I'm on windows vista- tried with IE8, firefox and google chrome..

installed google plugin 5-6times..

but still it's not showing phone call tab like in screenshot, without which how can i make a call??

Anyone can tell me what to do to utilise this google service?

Thanks.


----------



## Kreij (Aug 31, 2010)

I think you have to be in the US to do this.


----------



## freebird_9924 (Aug 31, 2010)

Nope, they have mentioned free call to US & Canada, not Only from US bcz it was published in our news papers also.

Though I will check if I use proxy then it'll work or not. 
Can u suggest how to get proper US proxy?

Plz check if it's working for u or not.


----------



## panchoman (Aug 31, 2010)

voice.google.com 

you can't use it from india.


----------



## Kenshai (Aug 31, 2010)

panchoman said:


> voice.google.com
> 
> you can't use it from india.



This isn't google voice this is a new thing with their chat system.


----------



## Easy Rhino (Aug 31, 2010)

Kenshai said:


> This isn't google voice this is a new thing with their chat system.



isnt it integrated with google voice tho?


----------



## Kenshai (Aug 31, 2010)

Easy Rhino said:


> isnt it integrated with google voice tho?

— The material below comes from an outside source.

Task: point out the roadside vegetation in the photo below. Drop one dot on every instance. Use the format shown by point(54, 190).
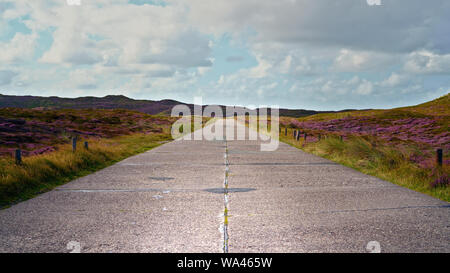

I've never set up a google voice account. I've been able to use this without issues.
Also Google Voice doesn't show any calls made. I've done quite a few sitting here the past couple days.

Edit: Though searching around it appears to be voice implemented directly into the chat I stand corrected dunno why my call log isn't working for voice then.


----------



## freebird_9924 (Aug 31, 2010)

Finally anyone explain how to use it from india?


----------



## DannibusX (Aug 31, 2010)

Google Voice is only available in the United States, so anything short of immigration isn't going to work.

Hopefully they'll spread it out internationally, but I don't think that's going to happen anytime soon.


----------



## freebird_9924 (Aug 31, 2010)

DannibusX said:


> Google Voice is only available in the United States, so anything short of immigration isn't going to work.
> 
> Hopefully they'll spread it out internationally, but I don't think that's going to happen anytime soon.



but this service they recently launched, google call, and i'm mostly sure it's available in most countries as it was published in our newspapers also..
look at link i posted in first post..


----------



## DannibusX (Aug 31, 2010)

> Integration into Gmail
> When Google Voice was offered during beta testing, Gmail Labs offered an add-on so users could listen to their voicemails in their Gmail inbox.[37] Since August 26, 2010, *U.S. Gmail users may place calls to the U.S., Canada, and international destinations from within Gmail.*[38] Calls to U.S. and Canadian phone numbers are free, while calls to international destinations cost as low as 2 cents per minute.[39] This is possible with the help of a voice and video chat plugin that users download and install so their browsers can take advantage of cameras, microphones, and speakers installed in the computer.[40] If the user has a Google Voice account, the account phone number is used as caller identification relayed to the destination.



http://en.wikipedia.org/wiki/Google_Voice

The Google Call feature is Google Voice, but included with Gmail.  It's a US only service at the moment.  People in the US can call anyone else in the US and Canada free of charge, but have to pay to call anyone else internationally.



> *We’re rolling out this feature to U.S. based Gmail users over the next few days*, so you’ll be ready to get started once “Call Phones” shows up in your chat list (you will need to install the voice and video plug-in if you haven’t already). If you’re using Google Apps for your school or business, then you won’t see it quite yet. We’re working on making this available more broadly - so stay tuned!
> 
> For more information, visit gmail.com/call.
> 
> *Update (8/26): This has now been rolled out to everyone in the U.S. If you don't see the feature yet, try logging out of Gmail and signing back in.*



http://googlevoiceblog.blogspot.com/


----------



## freebird_9924 (Aug 31, 2010)

DannibusX said:


> http://en.wikipedia.org/wiki/Google_Voice
> 
> The Google Call feature is Google Voice, but included with Gmail.  It's a US only service at the moment.  People in the US can call anyone else in the US and Canada free of charge, but have to pay to call anyone else internationally.
> 
> ...



Can u tell me valid US proxy?

I googled but not found working proxy.


----------



## DannibusX (Aug 31, 2010)

Sorry man, that's beyond my expertise.  I'm sure someone else can chime in for you though.

Good luck!


----------



## PVTCaboose1337 (Aug 31, 2010)

freebird_9924 said:


> Can u tell me valid US proxy?
> 
> I googled but not found working proxy.



64.62.190.242:3128 will work.  It is in the US.  I just tested it!


----------



## freebird_9924 (Aug 31, 2010)

PVTCaboose1337 said:


> 64.62.190.242:3128 will work.  It is in the US.  I just tested it!



just got same proxy from proxy-list.org
proxy is working but it's not showing call option yet..

any clues?
any one can check?

Bcz my friend was in india and he shifted to US few months back, so he has his indian gmail id only but he can see that call button in gmail at us, then y cant i if i use us proxy?

Thanks.


----------



## freebird_9924 (Sep 9, 2010)

any idea y it doesnt work with even US proxy?


----------



## Completely Bonkers (Sep 9, 2010)

just use skype - both you and him - problem solved!


----------